Psittacanthus brasiliensis

Scientific classification
- Kingdom: Plantae
- Clade: Tracheophytes
- Clade: Angiosperms
- Clade: Eudicots
- Order: Santalales
- Family: Loranthaceae
- Genus: Psittacanthus
- Species: P. brasiliensis
- Binomial name: Psittacanthus brasiliensis (Desr.) G.Don
- Synonyms: Loranthus brasiliensis Desr.; Etubila brasiliensis (Desr.) Raf.;

= Psittacanthus brasiliensis =

- Genus: Psittacanthus
- Species: brasiliensis
- Authority: (Desr.) G.Don
- Synonyms: Loranthus brasiliensis Desr., Etubila brasiliensis (Desr.) Raf.
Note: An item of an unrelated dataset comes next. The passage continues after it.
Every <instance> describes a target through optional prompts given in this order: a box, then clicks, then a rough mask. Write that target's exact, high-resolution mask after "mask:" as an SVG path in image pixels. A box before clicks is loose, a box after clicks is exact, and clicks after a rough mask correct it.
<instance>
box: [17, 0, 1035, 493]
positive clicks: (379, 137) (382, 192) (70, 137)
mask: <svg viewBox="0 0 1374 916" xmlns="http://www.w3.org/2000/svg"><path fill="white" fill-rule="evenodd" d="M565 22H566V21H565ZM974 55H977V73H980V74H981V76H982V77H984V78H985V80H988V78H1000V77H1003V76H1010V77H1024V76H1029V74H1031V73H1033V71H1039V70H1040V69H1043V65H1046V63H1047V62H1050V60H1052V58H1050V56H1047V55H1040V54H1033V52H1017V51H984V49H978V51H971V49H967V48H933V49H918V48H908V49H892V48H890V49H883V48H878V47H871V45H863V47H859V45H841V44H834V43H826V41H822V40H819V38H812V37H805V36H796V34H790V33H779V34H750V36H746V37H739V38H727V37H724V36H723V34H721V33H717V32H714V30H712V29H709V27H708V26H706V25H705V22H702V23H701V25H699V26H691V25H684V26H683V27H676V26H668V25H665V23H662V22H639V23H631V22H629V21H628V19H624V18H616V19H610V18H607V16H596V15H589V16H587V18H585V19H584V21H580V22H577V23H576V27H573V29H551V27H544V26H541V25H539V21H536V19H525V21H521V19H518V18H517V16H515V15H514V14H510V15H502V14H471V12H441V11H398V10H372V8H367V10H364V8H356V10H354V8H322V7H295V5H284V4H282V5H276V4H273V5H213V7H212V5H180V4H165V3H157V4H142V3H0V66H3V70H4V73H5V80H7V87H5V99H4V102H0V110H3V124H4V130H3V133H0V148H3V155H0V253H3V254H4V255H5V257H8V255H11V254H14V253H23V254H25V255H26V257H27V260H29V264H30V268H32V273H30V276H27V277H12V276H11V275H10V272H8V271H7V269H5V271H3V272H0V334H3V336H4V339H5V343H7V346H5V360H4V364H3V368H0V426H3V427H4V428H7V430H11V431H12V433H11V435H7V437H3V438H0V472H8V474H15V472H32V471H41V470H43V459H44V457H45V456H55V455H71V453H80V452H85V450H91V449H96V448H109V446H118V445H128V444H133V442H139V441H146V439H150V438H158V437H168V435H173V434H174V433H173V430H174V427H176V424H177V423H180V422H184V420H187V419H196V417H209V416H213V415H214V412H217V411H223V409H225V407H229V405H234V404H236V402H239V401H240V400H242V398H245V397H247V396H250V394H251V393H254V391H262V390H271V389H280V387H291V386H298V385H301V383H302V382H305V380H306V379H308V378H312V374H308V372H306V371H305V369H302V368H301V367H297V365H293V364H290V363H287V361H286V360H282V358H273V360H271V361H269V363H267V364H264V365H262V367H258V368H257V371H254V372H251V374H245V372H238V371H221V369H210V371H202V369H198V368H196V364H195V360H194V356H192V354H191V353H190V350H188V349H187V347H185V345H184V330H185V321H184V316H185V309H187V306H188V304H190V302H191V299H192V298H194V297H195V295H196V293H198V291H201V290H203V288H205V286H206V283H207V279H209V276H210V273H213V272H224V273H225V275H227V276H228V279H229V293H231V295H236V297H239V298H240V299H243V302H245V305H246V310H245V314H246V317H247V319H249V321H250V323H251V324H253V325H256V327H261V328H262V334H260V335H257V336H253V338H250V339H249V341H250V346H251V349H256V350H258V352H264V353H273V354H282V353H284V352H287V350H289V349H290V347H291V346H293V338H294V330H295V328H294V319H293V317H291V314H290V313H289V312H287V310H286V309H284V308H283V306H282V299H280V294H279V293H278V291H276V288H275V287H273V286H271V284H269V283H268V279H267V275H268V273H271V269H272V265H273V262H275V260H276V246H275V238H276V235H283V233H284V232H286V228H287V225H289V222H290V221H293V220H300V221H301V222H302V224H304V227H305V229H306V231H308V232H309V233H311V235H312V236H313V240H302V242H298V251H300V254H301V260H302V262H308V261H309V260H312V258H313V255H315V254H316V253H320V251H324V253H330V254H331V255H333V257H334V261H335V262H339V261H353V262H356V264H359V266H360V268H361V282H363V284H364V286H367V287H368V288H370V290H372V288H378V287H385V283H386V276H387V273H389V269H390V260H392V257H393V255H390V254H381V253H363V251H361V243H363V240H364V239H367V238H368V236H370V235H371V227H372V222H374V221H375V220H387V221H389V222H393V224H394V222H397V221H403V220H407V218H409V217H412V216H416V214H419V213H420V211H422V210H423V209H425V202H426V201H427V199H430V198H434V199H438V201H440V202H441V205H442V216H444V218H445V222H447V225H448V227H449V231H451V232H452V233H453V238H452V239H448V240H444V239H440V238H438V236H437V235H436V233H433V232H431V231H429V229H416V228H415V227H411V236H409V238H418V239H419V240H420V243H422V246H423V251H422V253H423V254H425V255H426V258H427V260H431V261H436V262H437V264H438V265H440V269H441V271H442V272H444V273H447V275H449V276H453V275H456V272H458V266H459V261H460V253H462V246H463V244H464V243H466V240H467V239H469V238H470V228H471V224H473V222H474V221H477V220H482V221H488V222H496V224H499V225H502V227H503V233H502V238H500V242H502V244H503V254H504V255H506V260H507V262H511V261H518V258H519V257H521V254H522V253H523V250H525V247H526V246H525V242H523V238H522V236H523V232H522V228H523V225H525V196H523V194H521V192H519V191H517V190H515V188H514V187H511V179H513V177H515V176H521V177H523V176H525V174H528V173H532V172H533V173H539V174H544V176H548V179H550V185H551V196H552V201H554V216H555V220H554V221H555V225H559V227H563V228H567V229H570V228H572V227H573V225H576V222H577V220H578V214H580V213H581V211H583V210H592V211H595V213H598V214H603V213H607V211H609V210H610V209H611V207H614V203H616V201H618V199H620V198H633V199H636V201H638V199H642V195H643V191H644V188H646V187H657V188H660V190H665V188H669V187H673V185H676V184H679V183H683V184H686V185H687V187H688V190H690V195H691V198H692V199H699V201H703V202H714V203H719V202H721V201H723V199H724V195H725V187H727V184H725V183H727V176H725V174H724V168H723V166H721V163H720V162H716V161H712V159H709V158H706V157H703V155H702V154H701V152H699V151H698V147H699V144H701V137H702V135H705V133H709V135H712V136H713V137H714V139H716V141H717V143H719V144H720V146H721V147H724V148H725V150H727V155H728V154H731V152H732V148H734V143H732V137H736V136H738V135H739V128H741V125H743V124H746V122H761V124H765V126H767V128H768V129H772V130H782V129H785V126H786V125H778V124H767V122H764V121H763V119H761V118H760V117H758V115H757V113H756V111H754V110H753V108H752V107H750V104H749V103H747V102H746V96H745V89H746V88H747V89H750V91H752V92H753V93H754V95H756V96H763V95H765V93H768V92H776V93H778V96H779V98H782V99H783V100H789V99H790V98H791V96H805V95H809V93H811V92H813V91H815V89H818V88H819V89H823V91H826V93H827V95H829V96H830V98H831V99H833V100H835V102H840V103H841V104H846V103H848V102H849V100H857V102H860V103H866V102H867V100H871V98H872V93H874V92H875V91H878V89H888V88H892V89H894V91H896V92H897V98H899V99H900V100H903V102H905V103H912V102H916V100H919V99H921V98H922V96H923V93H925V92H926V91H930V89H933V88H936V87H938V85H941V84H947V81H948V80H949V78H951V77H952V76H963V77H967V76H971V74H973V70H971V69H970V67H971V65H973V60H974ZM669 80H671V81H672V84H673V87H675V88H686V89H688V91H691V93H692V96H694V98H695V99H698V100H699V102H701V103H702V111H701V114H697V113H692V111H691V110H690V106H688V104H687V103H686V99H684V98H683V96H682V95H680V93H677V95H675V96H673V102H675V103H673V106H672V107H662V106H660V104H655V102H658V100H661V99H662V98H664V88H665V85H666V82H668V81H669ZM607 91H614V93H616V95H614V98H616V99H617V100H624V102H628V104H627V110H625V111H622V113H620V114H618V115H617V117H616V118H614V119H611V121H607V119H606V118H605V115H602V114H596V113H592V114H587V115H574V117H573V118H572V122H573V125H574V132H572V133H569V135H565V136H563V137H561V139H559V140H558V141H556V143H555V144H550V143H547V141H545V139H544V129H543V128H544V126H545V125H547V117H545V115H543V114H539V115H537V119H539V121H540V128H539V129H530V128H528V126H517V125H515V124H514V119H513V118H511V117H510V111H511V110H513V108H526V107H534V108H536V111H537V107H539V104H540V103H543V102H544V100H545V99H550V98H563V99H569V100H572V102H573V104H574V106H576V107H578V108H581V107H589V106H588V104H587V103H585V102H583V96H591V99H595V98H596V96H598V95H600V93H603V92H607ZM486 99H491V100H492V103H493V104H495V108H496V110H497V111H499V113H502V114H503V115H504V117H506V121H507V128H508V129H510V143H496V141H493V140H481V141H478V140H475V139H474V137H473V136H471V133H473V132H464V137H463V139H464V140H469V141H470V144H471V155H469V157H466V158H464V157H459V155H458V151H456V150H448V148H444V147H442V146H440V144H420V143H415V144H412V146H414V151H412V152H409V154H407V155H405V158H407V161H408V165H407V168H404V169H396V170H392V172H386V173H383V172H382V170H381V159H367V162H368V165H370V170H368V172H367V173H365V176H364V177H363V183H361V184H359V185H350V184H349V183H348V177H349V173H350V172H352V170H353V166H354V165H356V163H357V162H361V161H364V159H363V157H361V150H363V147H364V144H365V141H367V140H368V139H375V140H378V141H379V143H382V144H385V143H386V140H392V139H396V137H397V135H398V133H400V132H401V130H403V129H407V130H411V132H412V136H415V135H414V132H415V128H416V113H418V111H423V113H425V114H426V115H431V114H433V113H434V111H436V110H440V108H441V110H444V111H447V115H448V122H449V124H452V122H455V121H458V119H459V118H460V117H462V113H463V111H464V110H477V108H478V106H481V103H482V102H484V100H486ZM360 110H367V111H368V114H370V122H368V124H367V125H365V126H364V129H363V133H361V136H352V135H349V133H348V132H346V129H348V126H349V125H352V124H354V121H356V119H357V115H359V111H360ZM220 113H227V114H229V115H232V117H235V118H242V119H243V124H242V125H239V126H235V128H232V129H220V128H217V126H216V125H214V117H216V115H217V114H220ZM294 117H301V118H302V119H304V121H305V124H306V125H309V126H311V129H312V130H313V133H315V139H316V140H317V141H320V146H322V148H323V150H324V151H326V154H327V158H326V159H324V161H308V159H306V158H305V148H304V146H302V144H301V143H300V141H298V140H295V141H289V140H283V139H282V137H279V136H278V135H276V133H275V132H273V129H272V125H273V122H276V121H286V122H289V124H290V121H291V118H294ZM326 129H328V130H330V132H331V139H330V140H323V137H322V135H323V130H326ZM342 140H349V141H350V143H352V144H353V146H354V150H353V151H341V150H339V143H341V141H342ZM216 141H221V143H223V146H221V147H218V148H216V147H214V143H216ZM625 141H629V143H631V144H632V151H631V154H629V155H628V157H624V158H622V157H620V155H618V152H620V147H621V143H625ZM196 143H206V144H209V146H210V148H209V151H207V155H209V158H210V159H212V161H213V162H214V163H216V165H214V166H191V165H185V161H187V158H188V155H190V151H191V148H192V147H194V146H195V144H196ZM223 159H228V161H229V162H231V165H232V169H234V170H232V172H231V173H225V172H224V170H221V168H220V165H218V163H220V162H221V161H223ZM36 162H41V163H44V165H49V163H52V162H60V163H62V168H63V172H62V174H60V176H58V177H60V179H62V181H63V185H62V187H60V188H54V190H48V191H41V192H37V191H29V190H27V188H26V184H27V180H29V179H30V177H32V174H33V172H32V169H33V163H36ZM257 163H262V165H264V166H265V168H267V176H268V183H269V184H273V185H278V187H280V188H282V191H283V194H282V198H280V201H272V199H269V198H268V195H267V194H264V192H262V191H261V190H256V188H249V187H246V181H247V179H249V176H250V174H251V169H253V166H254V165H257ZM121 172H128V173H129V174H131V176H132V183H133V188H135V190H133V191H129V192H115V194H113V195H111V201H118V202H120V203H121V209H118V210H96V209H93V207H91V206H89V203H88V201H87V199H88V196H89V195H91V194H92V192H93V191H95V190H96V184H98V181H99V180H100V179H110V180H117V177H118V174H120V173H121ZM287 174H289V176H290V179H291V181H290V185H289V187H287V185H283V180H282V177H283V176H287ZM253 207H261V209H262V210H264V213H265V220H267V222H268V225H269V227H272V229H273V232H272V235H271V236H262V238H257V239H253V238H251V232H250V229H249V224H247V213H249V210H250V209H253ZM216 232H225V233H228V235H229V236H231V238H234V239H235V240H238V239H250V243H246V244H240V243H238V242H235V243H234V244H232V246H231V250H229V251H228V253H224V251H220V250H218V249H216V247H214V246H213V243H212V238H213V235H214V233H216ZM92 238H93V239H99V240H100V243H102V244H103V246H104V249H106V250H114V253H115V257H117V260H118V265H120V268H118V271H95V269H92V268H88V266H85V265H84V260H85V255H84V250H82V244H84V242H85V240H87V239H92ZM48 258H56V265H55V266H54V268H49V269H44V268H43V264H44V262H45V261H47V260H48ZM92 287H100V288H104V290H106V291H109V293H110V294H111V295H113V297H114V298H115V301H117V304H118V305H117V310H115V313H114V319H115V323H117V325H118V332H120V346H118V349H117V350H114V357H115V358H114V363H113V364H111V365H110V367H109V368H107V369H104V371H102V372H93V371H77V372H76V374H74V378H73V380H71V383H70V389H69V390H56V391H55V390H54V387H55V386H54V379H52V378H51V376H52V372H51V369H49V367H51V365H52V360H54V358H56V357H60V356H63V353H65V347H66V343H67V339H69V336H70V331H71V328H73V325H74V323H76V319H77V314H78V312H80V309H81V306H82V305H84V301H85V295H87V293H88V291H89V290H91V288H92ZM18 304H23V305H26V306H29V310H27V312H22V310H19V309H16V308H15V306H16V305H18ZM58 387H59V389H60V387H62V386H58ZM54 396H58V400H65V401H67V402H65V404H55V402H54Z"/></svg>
Species of parasitic flowering plant

Psittacanthus brasiliensis is a species of Neotropical mistletoe in the family Loranthaceae, which is endemic to Brazil.

==Description==
Psittacanthus brasiliensis has pendulous branches, which are circular in cross-section. The leaves are opposite and petiolate, with the leaf base being acute and the apex obtuse. The position of the inflorescence is terminal and forms an umbel of triads on peduncles. Their colour is red and they have a straight style.

==Distribution==
It occurs in the southeast of Brazil (Minas Gerais, Rio de Janeiro, São Paulo).

==Habitat==
It grows in Atlantic forest and rainforest.

==Taxonomy==
Psittacanthus brasiliensis was first described by Desrousseaux in 1792 as Loranthus brasiliensis, and in 1834, Don assigned it to the new genus Psittacanthus.

==Etymology==
Psittacanthos comes from the Greek psittakos (parrot), and the Greek anthos (flower), possibly chosen, according to Don, because of the bright colours. The specific epithet, brasiliensis, is the Latin for of Brazil (genitive singular case).